Insight & Analysis

Roche’s Britta Dottger explains why CBDCs could rewrite money

Published: Mar 2023

Britta Dottger, Head of Treasury at Roche explains how Central Bank Digital Currencies (CBDCs) could impact treasury. Payments and settlements of financial transactions could be faster, safer, less error prone and at reduced costs.

At Roche Treasury we have always been interested in exploring and experimenting new ways to solve business challenges and service our divisions better. With CBDCs – among others – the future of money could be rewritten. Depending on their design and purpose, digital currencies could enable new customer centric business models and financial inclusion with fit-for-purpose features at its core. As well as tokenised Fiat money, CBDCs may provide significant value to corporates and societies by allowing timelier, seamless and more secure collaboration across central banks, countries, corporates and individuals. Payments and settlements of financial transactions could be faster, safer, less error prone and at reduced costs. New formats of money may offer an opportunity to better align the world’s financial system with the realities and challenges that businesses are facing in the digital age.

CBDCs and tokenised Fiat money from commercial banks offer the opportunity to enhance the financial system to keep up with today’s business realities and challenges. Depending on the design of new forms of money, we could walk away from batch processing and benefit from micro payments and a higher velocity of money. We would be able to support pay-per-use business models and to continuously perform payments and fundraising. Instant delivery against payment would be possible. Intraday limits between banks and corporates could be eliminated. In addition, CBDCs could release treasury from monitoring and managing credit limits of counterparts. This would make daily treasury life enormously easier. In other words, we would operate in a new and different payment and financial markets infrastructure than today.
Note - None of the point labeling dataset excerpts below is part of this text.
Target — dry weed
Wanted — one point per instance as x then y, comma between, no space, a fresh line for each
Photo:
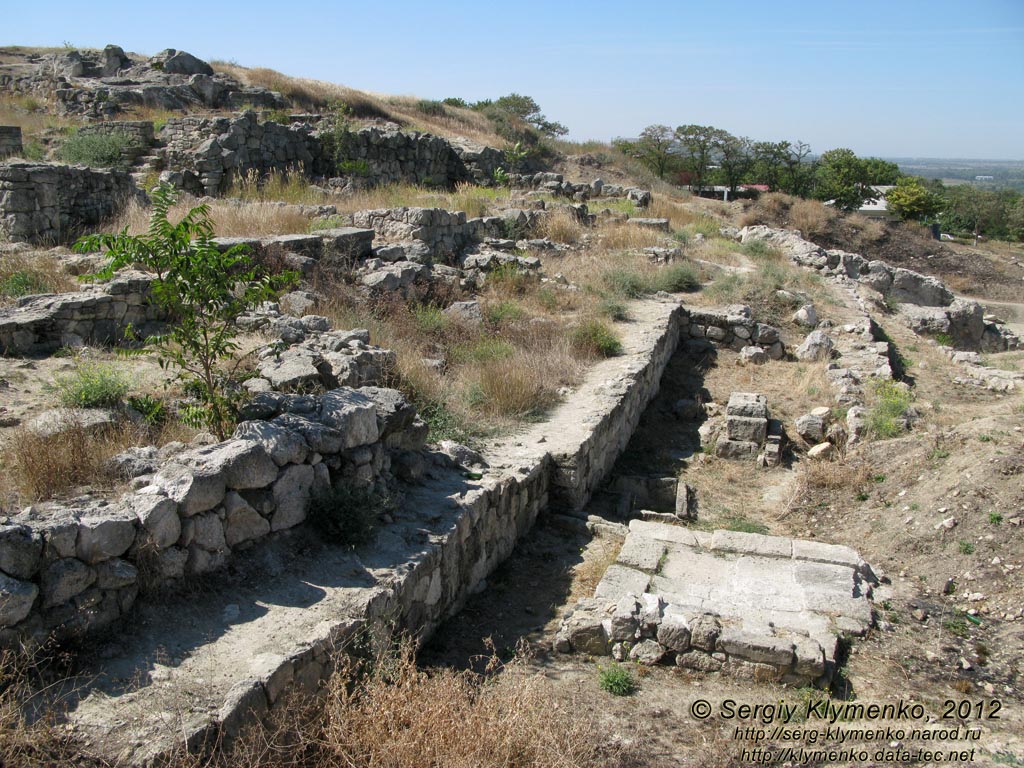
45,466
561,226
811,217
231,218
25,274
We are engaging with players in the ecosystem and we are trying to understand what our banks are working on. We are in dialogue with experts, building our knowledge and initiating proof of concepts and pilots to explore these new opportunities. We are building an infrastructure that allows us to handle new forms of money and we are teaming up with blockchain enthusiasts across our company. At Roche we are already part of blockchain ecosystems and use these technologies for our divisions.

Many of our commercial banking partners invest time and effort to embrace new opportunities arising from digital currencies. We sense a broad spectrum of engagement and some scepticism around timely readiness of central banks. Some of our banking partners are exploring digital opportunities beyond CBDCs to leverage new functionalities for their own treasury operations and for their business with corporate clients.

Existing payment systems no longer meet our needs. We still need several intermediaries to conduct a cross-border payment, which makes the process slow, costly and fraud-prone. In the digital age, we would wish to see not only domestic but also cross-border payments be executed much faster. Even with SWIFT, we still sometimes lack transparency where the money sits and where fees are deducted. To settle big volume transactions like M&A or bonds, the settlement day is a challenge and often cumbersome – amounts have to be sliced in tranches to run through the system. Delivery against payment is possible with escrow accounts or when all involved parties use the same bank – which, from a counterparty risk perspective, is not a preferred option. Different payment format-requirements and cut-off times that vary among banks drive costs and complexity at our end.

Depending on the design and characteristics of CBDCs, these currencies could join business transactions as cash/money on chain and automatically execute smart contracts including payments and book entries in individual ERP systems of respective business partners. Saving resources in reconciliation and administrative tasks would enable everyone to focus on innovation and value creation to the benefit of societies.